Watch as Anil takes us through the major change cryptocurrency has undergone and shares what he sees for its future: from eliminating fraud to changing the lives of the billion people who don’t currently have access to banking.

Anil Patel

General Manager at Sylvester Road

Full-Time MBA


Can you tell us what we mean when we talk about cryptocurrencies?

Cryptocurrencies are digital assets that aren't issued by any central bank or government. So digital assets are built on top of blockchain technology and blockchain technology is basically the combination of double-entry bookkeeping and cryptography. Pretty exciting stuff! Basically, we now have mediums of exchange that don't rely on any other third party. If I want to conduct a transaction with you there's no need to involve a third person anymore, and that gives us a lot of freedom.

Bitcoin is probably the most well-known digital currency and it first came about in 2009 after the global financial crisis. And really it just offers us a more transparent way of conducting transactions of value. Bitcoin first came about in 2009 and we are almost 10 years later and there are now thousands of different digital currencies.

How are Bitcoins created?

New Bitcoins are created through the process of “mining”. Miners are computers on the Bitcoin network helping to verify Bitcoin transactions that take place on the network. For this work they are rewarded with a small amount of Bitcoin. This is the only way new Bitcoins can be created.

What can you use cryptocurrencies for?

Bitcoin has a range of different things you can do with it. You can take a fiat-issued currency (traditional government-issued cash), go to an ATM and purchase Bitcoin and have it sent straight to your mobile digital wallet. You can then use that Bitcoin to exchange for goods and services or other digital currencies, or you can loan out your Bitcoin.

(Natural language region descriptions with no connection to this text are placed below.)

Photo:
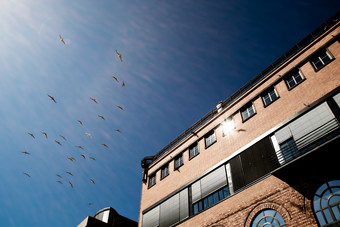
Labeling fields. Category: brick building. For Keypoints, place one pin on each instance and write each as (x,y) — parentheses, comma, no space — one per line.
(266,156)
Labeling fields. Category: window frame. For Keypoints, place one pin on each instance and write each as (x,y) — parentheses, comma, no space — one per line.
(207,136)
(246,108)
(191,147)
(292,75)
(320,211)
(152,176)
(267,93)
(166,169)
(318,56)
(178,157)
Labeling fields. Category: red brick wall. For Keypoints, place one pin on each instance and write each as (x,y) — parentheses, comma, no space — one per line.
(241,208)
(290,102)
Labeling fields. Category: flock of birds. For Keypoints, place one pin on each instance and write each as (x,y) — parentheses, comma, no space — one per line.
(60,178)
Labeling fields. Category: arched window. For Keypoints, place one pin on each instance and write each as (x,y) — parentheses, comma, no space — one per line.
(268,218)
(326,203)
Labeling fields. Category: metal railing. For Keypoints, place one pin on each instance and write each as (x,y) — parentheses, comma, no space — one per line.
(280,61)
(293,149)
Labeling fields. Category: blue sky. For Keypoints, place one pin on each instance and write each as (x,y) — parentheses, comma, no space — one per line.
(180,58)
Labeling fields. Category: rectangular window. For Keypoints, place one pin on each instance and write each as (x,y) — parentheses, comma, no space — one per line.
(193,150)
(247,111)
(321,59)
(289,149)
(178,161)
(209,138)
(293,79)
(164,171)
(210,200)
(152,180)
(269,96)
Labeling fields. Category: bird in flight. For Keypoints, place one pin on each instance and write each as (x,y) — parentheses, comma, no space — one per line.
(51,97)
(120,107)
(116,79)
(71,159)
(31,134)
(94,100)
(105,145)
(44,134)
(62,40)
(119,55)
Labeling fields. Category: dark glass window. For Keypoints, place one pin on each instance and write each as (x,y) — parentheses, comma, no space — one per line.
(269,96)
(321,59)
(209,138)
(268,218)
(164,171)
(193,150)
(210,200)
(247,111)
(152,179)
(293,79)
(326,203)
(178,161)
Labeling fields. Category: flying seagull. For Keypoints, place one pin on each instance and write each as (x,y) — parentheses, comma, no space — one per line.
(120,107)
(105,145)
(31,134)
(94,100)
(71,159)
(119,55)
(116,79)
(44,134)
(51,97)
(62,40)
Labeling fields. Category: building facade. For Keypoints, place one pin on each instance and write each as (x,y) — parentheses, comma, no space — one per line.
(266,156)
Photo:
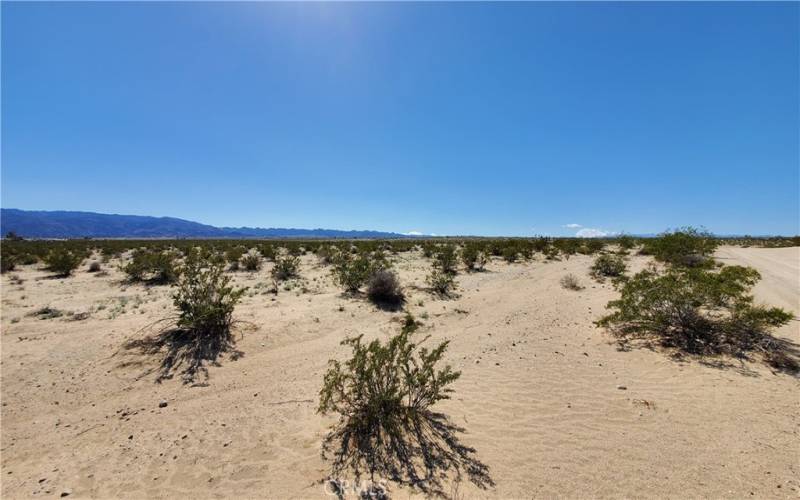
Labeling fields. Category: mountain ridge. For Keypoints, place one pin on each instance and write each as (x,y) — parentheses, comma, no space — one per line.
(61,224)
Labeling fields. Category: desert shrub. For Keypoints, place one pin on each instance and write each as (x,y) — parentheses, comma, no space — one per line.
(445,258)
(251,262)
(62,261)
(571,282)
(687,247)
(625,242)
(701,312)
(510,254)
(567,246)
(473,257)
(441,283)
(608,266)
(382,392)
(201,331)
(205,299)
(8,262)
(47,312)
(154,267)
(592,246)
(327,254)
(351,272)
(286,267)
(384,290)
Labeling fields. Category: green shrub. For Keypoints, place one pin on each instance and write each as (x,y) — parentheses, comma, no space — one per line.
(687,247)
(473,257)
(62,261)
(441,283)
(8,262)
(510,254)
(701,312)
(608,266)
(205,299)
(382,392)
(286,267)
(251,262)
(445,258)
(571,282)
(384,290)
(352,272)
(154,267)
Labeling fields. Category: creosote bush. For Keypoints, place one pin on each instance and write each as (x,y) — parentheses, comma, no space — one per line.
(8,262)
(687,247)
(384,290)
(351,272)
(608,266)
(62,261)
(201,331)
(445,258)
(251,262)
(571,282)
(383,392)
(441,283)
(154,267)
(701,312)
(473,257)
(286,267)
(205,299)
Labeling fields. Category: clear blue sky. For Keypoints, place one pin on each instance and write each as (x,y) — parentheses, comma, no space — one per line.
(495,119)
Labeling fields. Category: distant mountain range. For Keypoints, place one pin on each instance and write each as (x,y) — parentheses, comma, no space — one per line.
(63,224)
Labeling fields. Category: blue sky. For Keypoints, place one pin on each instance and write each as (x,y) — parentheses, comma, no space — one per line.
(484,118)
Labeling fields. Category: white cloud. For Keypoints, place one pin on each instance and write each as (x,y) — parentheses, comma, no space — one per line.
(589,232)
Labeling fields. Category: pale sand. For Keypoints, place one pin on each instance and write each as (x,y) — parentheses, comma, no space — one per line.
(538,397)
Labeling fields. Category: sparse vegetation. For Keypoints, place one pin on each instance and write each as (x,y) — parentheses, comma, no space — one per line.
(384,290)
(251,262)
(351,272)
(473,257)
(687,247)
(381,394)
(608,266)
(571,282)
(286,267)
(700,311)
(441,283)
(205,301)
(62,261)
(153,267)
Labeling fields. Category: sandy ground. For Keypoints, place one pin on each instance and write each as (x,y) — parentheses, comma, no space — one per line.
(539,396)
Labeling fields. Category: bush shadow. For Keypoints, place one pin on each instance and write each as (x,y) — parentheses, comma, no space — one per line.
(423,452)
(184,352)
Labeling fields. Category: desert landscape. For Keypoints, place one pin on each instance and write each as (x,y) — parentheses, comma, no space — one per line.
(548,403)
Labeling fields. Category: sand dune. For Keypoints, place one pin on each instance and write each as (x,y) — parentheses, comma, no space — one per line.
(547,400)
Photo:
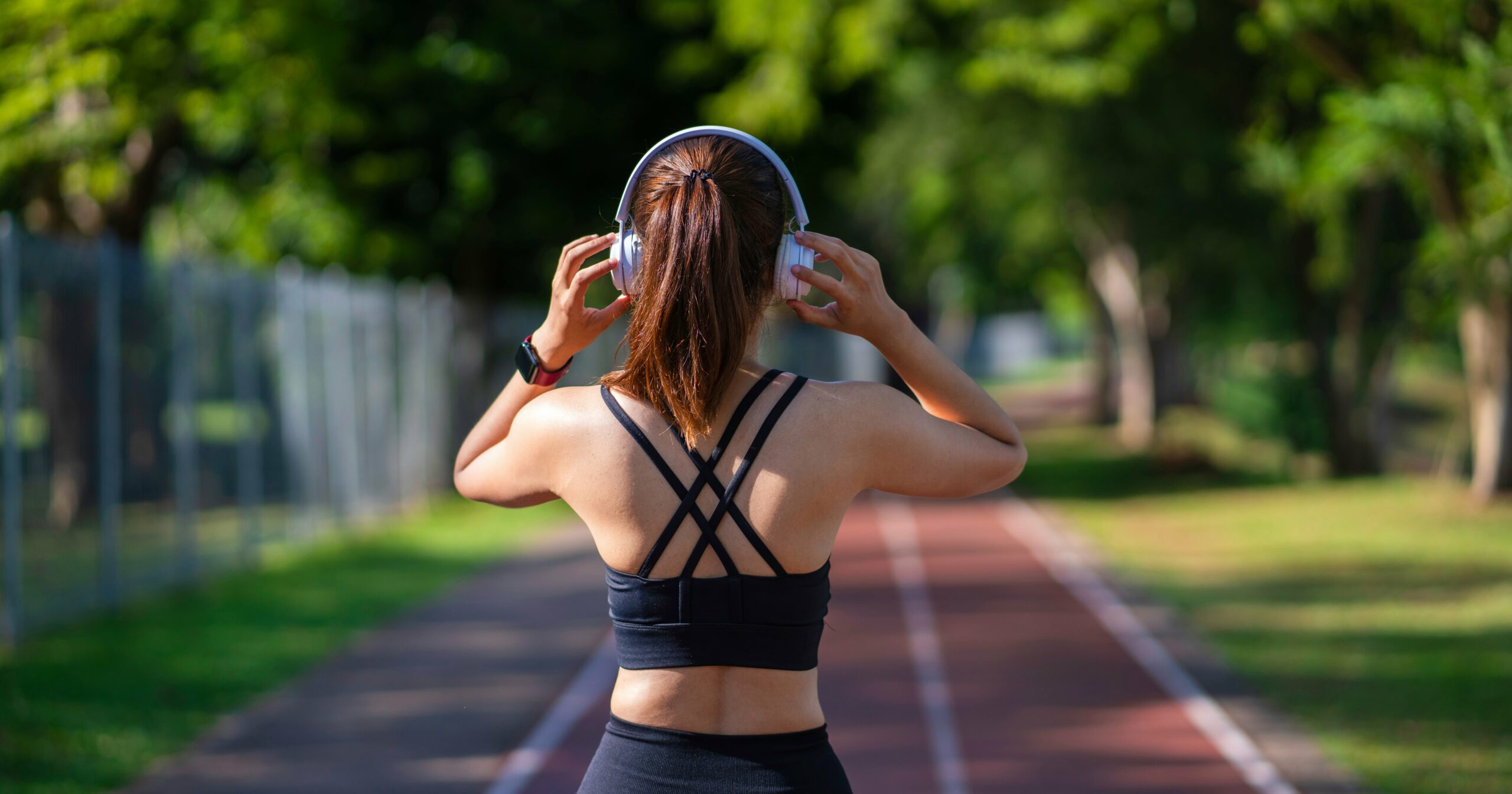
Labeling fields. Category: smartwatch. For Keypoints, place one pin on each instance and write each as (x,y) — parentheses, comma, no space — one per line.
(531,368)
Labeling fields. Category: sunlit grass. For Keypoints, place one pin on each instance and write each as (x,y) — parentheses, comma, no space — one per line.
(1378,611)
(87,707)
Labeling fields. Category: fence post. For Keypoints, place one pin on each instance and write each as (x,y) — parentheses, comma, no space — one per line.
(109,416)
(294,389)
(244,380)
(187,453)
(11,400)
(439,395)
(412,391)
(336,338)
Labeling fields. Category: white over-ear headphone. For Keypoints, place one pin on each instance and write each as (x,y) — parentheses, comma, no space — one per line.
(628,246)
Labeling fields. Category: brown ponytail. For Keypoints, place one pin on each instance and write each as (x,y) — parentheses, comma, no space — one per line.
(708,212)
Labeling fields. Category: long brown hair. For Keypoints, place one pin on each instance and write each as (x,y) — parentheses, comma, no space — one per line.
(709,215)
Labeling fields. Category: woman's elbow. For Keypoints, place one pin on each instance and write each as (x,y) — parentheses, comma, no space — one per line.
(1009,466)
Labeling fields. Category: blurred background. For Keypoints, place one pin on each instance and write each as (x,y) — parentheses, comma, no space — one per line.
(1239,266)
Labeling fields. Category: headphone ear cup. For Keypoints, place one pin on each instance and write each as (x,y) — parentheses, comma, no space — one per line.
(628,250)
(788,255)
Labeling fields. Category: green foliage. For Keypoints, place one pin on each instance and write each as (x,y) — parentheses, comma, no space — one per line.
(398,138)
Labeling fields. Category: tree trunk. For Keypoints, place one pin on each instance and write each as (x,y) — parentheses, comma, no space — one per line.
(1115,274)
(1100,350)
(1485,333)
(1354,341)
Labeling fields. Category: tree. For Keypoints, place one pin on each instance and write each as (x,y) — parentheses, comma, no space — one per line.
(1419,93)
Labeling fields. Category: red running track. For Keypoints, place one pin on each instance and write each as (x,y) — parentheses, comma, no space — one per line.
(1041,696)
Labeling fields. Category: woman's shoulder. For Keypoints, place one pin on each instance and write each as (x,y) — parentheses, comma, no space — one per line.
(859,403)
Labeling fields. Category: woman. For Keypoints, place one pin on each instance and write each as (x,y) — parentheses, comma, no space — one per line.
(717,560)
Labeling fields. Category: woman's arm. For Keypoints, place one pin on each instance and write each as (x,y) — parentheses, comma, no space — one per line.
(956,441)
(516,474)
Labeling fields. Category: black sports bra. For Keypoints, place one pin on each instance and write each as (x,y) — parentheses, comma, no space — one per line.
(738,619)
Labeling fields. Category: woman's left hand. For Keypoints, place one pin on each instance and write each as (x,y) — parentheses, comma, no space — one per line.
(571,326)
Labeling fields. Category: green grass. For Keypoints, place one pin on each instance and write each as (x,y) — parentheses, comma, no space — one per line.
(1378,611)
(87,707)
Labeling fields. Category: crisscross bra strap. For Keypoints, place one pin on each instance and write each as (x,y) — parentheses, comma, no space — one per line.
(706,477)
(690,496)
(728,500)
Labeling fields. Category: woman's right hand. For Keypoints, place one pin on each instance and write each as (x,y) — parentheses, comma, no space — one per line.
(861,306)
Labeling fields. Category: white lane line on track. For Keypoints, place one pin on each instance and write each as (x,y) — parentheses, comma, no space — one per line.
(1062,560)
(587,687)
(902,534)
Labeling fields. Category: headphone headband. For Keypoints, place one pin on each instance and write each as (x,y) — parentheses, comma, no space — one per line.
(802,215)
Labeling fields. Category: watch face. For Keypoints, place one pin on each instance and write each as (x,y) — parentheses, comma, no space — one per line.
(525,360)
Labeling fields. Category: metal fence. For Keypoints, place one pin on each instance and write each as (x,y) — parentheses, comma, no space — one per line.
(167,421)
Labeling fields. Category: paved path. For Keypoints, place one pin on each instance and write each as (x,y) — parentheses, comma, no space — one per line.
(953,663)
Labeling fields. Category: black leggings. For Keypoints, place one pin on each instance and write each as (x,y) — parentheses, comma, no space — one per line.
(637,758)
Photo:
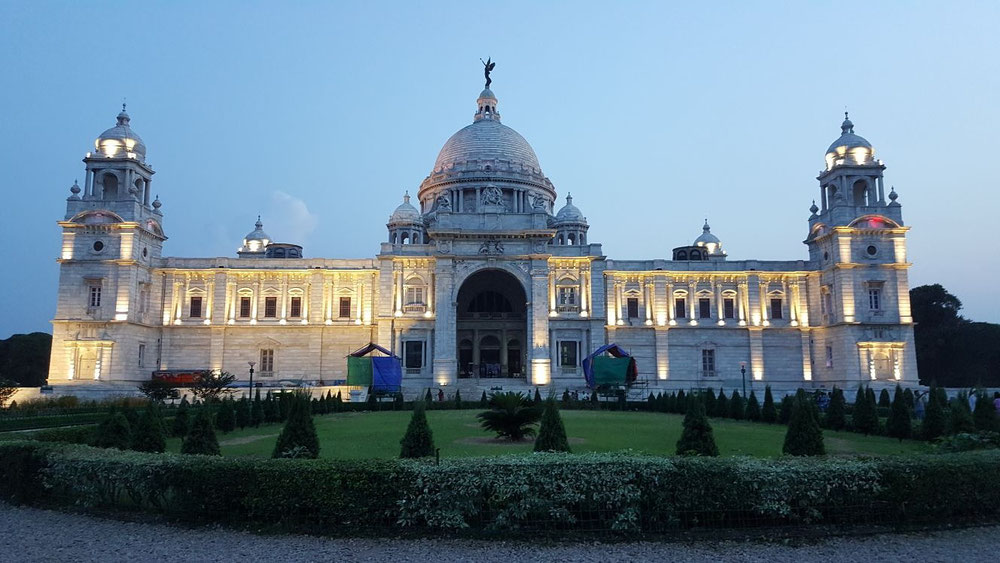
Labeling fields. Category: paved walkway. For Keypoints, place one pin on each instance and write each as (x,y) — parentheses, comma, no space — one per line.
(29,534)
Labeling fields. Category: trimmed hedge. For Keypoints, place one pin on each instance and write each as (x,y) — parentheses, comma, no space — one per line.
(594,492)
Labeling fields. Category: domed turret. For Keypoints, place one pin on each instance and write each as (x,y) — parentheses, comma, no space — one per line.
(405,225)
(121,141)
(849,148)
(570,224)
(256,241)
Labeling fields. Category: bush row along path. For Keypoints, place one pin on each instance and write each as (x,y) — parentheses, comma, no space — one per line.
(31,534)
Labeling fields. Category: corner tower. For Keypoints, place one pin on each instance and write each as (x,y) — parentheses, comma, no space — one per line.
(112,236)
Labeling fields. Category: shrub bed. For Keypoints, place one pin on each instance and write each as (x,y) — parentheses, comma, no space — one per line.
(594,492)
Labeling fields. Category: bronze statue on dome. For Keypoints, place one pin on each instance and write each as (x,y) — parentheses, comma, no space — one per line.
(488,64)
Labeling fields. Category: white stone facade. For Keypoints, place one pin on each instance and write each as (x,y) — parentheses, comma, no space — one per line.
(483,279)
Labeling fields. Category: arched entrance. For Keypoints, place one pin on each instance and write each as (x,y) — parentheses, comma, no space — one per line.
(491,323)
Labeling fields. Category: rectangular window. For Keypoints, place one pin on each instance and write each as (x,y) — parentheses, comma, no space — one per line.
(567,296)
(633,307)
(875,298)
(413,354)
(244,307)
(729,308)
(704,308)
(266,362)
(415,296)
(776,308)
(195,309)
(708,363)
(95,296)
(568,353)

A digital wallet is similar to the mobile banking app you might have on your phone, except in this case no third party controls it. If you own Bitcoin you very much own Bitcoin. It's not the same as if you have money in a bank account, where the bank still technically owns that money and you just have a claim to an account at that bank. So with Bitcoin you are your own bank.

Every day more and more businesses and services are signing on to accept Bitcoin as a method of payment; in fact, it's now a legal currency in Switzerland, where citizens are able to pay their taxes in Bitcoin. So the movement's definitely starting to build momentum.

What are some of the concerns around using this technology?

A common misconception with Bitcoin specifically is that it's completely anonymous and that can be used for all kinds of illegal activity, such as financial crimes and money laundering. But in reality, the blockchain is visible to everyone—we all have the ability to see all transactions taking place on the blockchain at any time, regardless of the user. This system is worlds more transparent than traditional state-run monetary systems. And there are a number of services popping up in the areas of compliance and audit that are actually able to solve a huge number of problems that we have in our current financial system. Since 2008 the world's big banks have paid over $300 billion in fines for a whole range of infractions from money laundering to financing terrorism. Cryptocurrency can solve a lot of these problems and bring a whole new lens of transparency.